Over the July 4th weekend, First Lady Michelle Obama was interviewed by the Military Times in recognition of New York becoming the 50th state to enact legislation addressing license portability for military spouses. As part of the interview, the First Lady shared the story of Katherine Goyette, an MSJDN member and Army spouse practicing as a Deputy District Attorney in Colorado. Katherine’s story highlights the need for attention on this issue and demonstrates the success of these common sense solutions to support military families.
Thanks to the Colorado military spouse attorney licensing rule, Katherine didn’t have to remain in Kansas to continue her career – she was able to relocate to Colorado Springs with her husband and find meaningful employment without the repeated costs, delays, and burdens associated with yet another bar exam. MSJDN is thankful for the leadership of Colorado’s legal community resulting in this rule that has already made a powerful impact on military families just two years following its enactment.
As the First Lady (also an attorney!) shared, only three states allowed military spouses to transfer their professional licenses when she and Dr. Biden formed the Joining Forces initiative to better support military families. As of last week, all 50 states have worked to streamline military spouse licensing through legislative fixes. MSJDN joins in the celebration of this monumental milestone and the relief it brings to military spouses across the country. We are extremely grateful to the First Lady and Dr. Biden for their drive and passion to pursue this issue impacting so many military families.

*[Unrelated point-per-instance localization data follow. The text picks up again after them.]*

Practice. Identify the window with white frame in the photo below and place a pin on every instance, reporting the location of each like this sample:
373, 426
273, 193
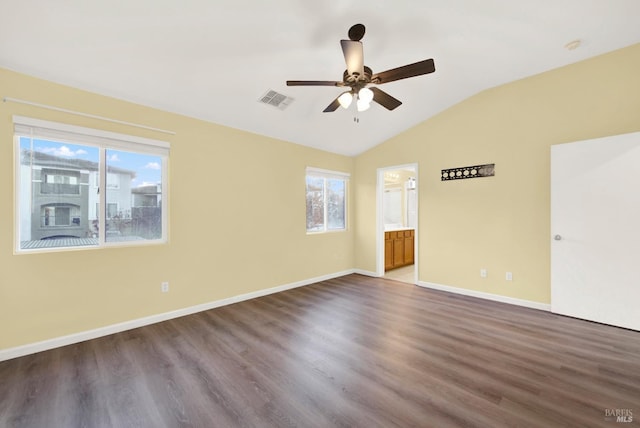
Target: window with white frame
79, 187
326, 193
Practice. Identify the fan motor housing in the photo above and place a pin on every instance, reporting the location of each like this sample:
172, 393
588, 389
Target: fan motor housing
357, 80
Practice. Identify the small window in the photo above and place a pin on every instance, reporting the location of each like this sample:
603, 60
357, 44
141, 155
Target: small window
326, 193
80, 187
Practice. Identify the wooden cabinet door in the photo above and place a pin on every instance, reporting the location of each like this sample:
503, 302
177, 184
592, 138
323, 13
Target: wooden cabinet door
398, 249
388, 252
408, 247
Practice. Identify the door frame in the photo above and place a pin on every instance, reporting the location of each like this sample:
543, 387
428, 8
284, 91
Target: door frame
380, 218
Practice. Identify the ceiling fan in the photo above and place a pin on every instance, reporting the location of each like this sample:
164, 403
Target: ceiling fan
358, 76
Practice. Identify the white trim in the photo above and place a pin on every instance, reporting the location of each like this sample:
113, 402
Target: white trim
326, 173
32, 348
38, 128
92, 116
488, 296
366, 273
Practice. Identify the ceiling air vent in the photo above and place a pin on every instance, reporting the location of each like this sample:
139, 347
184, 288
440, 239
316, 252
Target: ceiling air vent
275, 99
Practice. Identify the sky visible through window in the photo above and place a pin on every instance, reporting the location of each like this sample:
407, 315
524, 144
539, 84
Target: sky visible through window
147, 167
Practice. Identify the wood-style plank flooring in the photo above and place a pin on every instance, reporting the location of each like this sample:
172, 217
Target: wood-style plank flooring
348, 352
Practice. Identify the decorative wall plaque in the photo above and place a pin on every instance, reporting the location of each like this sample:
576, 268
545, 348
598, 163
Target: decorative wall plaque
463, 172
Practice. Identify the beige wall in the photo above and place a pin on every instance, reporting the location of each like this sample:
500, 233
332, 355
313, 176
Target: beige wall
237, 224
229, 235
499, 223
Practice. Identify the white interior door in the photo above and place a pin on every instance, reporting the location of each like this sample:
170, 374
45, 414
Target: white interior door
595, 225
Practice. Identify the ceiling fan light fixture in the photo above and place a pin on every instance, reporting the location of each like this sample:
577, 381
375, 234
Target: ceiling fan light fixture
366, 95
363, 105
345, 99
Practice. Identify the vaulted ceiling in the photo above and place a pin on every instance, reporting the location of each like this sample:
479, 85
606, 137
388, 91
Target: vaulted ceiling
215, 59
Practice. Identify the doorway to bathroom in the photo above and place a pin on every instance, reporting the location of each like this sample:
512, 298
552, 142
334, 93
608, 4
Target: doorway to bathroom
397, 223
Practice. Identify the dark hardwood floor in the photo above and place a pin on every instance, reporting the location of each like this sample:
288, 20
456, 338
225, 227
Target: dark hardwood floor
349, 352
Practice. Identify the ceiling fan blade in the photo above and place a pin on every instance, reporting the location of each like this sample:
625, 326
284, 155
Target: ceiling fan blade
384, 99
416, 69
314, 83
332, 107
353, 56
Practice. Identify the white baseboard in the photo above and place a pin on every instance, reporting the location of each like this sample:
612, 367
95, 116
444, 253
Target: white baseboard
32, 348
366, 273
488, 296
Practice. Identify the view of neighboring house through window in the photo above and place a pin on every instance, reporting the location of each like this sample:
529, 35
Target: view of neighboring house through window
79, 187
326, 200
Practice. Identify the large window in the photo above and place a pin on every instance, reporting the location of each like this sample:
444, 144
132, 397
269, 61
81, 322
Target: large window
80, 187
326, 200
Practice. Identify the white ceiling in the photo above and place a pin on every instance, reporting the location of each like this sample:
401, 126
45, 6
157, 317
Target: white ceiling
214, 59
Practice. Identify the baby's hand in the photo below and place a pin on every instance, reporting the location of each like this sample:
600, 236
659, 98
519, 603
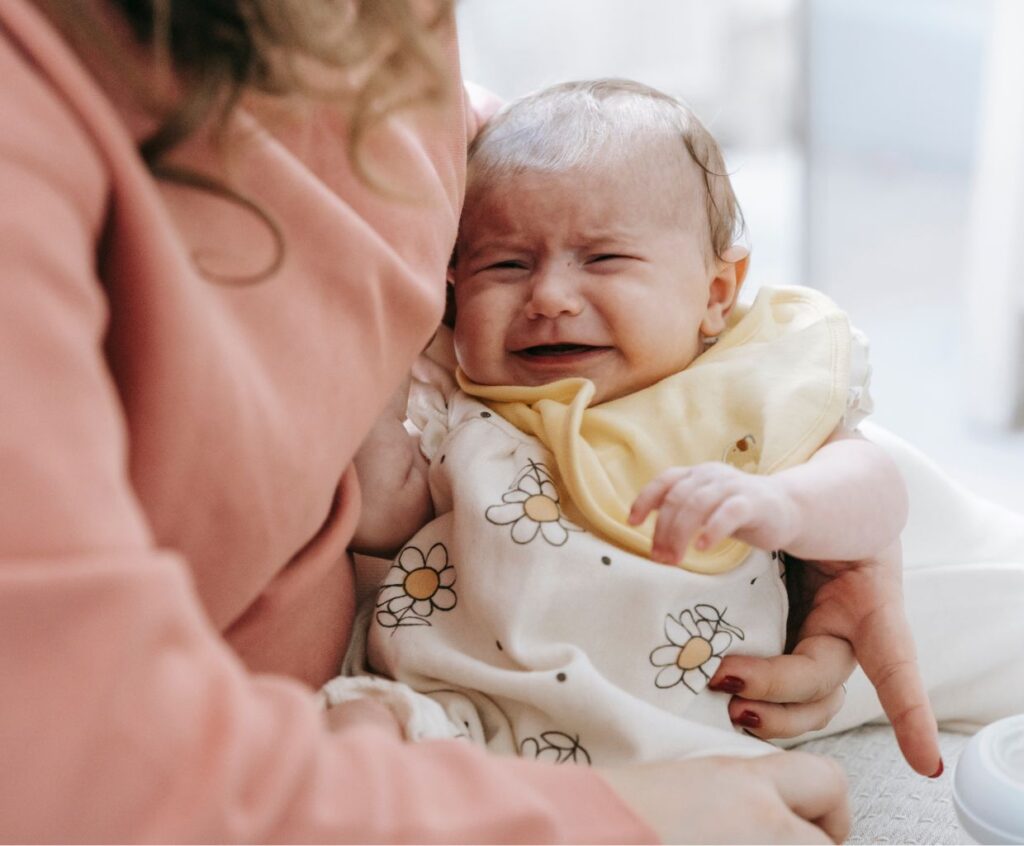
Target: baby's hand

However, as recognized by Mrs. Obama in the Military Times article, “we know that there are still plenty of gaps and challenges that we need to work on, so as far as I’m concerned, our work here definitely isn’t finished.” MSJDN members know that attorneys are generally excluded from legislation regarding licensing, as attorney licensing is typically overseen by the state’s Supreme Court. While MSJDN has made significant headway on this issue, guiding 19 jurisdictions to adopt military spouse attorney licensing accommodations to date, our State Licensing team continues to advocate in Connecticut, Georgia, Kansas, West Virginia, and other states without rules in place.
While the existing legislation may not benefit MSJDN members, national attention on this issue is critical. We celebrate the success of Joining Forces as we continue to work together to remove barriers for military spouses and increase financial stability for military families.